Hydrogen inserted into the Si(100)-2x1-H surface: A first-principles study

TL;DR

This study uses density functional theory to analyze how hydrogen atoms interact with the Si(100)-2x1-H surface, revealing stable configurations, charge states, and correspondence with experimental STM images.

Contribution

It provides a detailed first-principles analysis of hydrogen-induced defects and their charge states on the Si(100) surface, linking theoretical predictions with experimental observations.

Findings

Hydrogen forms dihydride units in neutral and negative charge states.

Hydrogen prefers groove sites bonded with second-layer Si in negative charge states.

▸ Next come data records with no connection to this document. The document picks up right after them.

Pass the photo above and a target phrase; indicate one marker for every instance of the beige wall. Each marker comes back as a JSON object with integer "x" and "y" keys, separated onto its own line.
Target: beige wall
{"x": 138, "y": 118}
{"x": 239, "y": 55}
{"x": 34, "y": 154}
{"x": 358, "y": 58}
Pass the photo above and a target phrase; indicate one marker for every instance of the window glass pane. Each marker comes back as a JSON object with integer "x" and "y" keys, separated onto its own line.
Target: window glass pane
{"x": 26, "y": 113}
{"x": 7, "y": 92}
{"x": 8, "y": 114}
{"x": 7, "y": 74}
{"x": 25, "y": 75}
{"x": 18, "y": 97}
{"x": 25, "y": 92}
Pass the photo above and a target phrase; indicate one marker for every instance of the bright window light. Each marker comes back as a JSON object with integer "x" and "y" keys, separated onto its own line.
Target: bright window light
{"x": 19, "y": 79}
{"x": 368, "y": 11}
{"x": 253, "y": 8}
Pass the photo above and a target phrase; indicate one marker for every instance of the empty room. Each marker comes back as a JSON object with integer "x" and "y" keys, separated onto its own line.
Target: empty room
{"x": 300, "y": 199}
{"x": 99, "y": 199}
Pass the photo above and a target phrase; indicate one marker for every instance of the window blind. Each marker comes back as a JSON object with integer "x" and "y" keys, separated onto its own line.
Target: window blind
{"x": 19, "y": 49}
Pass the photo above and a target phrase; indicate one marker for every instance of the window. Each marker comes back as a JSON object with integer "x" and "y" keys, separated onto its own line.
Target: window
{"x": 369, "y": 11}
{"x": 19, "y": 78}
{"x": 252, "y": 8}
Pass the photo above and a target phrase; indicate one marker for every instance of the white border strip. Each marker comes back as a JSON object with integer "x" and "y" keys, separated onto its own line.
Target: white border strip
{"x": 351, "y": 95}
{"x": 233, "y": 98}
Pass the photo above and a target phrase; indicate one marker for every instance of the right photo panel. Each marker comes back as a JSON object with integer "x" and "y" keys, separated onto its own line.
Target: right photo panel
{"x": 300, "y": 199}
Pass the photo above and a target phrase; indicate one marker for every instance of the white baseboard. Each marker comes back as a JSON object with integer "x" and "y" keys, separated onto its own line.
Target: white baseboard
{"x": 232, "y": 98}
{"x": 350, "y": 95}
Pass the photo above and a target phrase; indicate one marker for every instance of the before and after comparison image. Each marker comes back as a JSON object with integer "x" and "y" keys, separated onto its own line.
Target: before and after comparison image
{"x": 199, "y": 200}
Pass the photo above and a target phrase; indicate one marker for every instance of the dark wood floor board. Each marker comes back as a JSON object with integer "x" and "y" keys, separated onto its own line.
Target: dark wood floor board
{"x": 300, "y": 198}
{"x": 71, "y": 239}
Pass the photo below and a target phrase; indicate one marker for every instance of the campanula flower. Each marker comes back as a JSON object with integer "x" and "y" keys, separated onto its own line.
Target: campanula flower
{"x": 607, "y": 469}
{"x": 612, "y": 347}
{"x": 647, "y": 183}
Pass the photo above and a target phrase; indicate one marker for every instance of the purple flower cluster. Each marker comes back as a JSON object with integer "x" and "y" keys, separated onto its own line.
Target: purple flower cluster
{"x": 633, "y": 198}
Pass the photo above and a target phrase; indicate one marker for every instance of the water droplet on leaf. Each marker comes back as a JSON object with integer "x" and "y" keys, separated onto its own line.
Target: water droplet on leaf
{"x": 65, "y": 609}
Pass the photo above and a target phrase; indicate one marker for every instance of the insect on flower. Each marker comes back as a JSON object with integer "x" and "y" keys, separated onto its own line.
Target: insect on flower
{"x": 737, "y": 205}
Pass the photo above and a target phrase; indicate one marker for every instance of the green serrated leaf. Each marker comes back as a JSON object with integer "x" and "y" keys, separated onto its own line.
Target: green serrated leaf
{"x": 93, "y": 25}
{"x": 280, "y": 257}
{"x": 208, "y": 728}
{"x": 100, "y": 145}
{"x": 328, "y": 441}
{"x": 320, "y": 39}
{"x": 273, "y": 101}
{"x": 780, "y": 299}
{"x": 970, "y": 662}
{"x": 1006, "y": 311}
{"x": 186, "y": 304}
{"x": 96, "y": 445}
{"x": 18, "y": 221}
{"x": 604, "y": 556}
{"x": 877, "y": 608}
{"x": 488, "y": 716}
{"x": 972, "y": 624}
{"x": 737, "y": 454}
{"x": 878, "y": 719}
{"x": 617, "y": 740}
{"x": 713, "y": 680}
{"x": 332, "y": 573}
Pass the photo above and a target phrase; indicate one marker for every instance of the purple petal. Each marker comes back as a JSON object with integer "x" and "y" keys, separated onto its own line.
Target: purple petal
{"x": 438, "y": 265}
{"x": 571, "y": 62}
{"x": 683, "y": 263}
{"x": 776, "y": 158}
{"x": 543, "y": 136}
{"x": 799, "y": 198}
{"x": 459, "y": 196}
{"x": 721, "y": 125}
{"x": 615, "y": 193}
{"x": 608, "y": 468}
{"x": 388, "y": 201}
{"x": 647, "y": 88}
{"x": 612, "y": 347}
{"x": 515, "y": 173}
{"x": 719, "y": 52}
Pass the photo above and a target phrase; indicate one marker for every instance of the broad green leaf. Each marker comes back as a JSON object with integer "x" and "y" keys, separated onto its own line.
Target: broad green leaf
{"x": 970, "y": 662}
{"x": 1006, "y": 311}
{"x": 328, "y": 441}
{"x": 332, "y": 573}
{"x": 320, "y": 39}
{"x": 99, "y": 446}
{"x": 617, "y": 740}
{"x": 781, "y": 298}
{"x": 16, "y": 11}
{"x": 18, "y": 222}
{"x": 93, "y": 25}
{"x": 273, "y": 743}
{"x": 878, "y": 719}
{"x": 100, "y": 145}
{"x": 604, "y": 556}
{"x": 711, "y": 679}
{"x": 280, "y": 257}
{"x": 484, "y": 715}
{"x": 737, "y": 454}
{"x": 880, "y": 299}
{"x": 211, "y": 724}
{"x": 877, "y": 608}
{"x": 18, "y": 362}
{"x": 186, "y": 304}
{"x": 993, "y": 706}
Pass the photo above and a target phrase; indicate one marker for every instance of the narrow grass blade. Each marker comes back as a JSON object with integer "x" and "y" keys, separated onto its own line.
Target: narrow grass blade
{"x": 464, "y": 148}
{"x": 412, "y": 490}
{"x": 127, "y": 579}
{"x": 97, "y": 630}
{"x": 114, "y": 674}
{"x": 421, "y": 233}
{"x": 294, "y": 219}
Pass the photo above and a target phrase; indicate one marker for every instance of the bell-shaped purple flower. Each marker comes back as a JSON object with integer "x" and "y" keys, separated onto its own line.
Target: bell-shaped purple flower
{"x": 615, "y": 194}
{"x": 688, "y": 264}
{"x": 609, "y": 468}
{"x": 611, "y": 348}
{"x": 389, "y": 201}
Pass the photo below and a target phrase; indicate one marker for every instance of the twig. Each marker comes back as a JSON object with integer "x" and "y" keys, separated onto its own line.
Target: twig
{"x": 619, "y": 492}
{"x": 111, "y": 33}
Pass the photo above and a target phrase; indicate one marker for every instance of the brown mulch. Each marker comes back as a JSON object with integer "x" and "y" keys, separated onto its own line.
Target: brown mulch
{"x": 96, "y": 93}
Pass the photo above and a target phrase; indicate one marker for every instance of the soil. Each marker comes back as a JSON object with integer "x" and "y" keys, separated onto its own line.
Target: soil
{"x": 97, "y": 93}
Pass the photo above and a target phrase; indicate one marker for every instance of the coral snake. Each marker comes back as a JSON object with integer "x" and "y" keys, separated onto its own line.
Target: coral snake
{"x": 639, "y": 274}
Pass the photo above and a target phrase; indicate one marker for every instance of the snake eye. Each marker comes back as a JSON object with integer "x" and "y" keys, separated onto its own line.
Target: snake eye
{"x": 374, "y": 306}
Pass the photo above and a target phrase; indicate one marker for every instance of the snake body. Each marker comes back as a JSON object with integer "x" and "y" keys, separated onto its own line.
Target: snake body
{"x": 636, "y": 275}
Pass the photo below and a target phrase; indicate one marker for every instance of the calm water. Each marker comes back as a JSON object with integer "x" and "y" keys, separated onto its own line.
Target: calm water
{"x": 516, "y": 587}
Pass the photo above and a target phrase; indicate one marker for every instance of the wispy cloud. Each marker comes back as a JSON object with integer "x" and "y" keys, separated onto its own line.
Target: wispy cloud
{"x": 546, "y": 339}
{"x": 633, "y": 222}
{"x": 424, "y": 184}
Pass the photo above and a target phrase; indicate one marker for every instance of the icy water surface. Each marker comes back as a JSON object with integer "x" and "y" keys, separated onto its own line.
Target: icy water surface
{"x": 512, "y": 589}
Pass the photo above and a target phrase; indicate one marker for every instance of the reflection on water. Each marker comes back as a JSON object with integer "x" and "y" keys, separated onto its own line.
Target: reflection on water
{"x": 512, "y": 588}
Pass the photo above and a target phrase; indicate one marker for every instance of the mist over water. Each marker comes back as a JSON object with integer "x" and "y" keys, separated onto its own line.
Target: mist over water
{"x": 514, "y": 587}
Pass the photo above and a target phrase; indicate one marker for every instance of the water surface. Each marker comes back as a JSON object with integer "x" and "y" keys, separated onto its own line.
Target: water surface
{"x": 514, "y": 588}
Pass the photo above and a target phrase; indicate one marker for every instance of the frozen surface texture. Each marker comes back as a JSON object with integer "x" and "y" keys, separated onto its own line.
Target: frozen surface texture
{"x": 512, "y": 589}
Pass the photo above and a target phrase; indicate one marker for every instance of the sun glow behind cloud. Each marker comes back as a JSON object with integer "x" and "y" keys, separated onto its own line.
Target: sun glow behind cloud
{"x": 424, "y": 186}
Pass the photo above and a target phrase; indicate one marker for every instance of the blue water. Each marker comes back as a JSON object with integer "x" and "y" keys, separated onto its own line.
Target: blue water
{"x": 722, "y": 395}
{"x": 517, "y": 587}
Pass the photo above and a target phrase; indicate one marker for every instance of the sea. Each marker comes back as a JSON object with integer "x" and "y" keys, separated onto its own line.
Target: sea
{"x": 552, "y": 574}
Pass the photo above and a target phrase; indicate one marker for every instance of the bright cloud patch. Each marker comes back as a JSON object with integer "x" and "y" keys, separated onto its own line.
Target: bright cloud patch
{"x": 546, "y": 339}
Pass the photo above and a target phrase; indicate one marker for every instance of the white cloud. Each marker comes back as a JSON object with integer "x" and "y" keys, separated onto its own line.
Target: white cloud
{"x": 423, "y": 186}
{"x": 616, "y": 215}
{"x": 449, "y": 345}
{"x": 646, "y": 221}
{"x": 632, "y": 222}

Simulated STM images match experimental data for certain defect states.

Abstract

An H atom inserted into hydrogen monolayer on the Si(100)-2x1 surface has been studied using the density functional theory. Hydrogen-induced defects were considered in their neutral, negative, and positive charge states. It was found that hydrogen atom forms a dihydride unit on the surface in the most stable neutral and negative charge states. Hydrogen located in the groove between dimer rows and bonded with a second-layer Si atom is also one of the most stable negative charge states. In the positive charge state, hydrogen forms a three-center bond inside a Si dimer, Si-H-Si, similar to the bulk case. A comparison of simulated scanning tunneling microscopy (STM) images with experimental data available in the literature showed that neutral and negatively charged hydrogen-induced defects were already observed in experiments. The results reveal that the adsorption position of an H atom inserted into the Si(100)-2x1-H surface is determined by the charge state of the hydrogen-induced defect.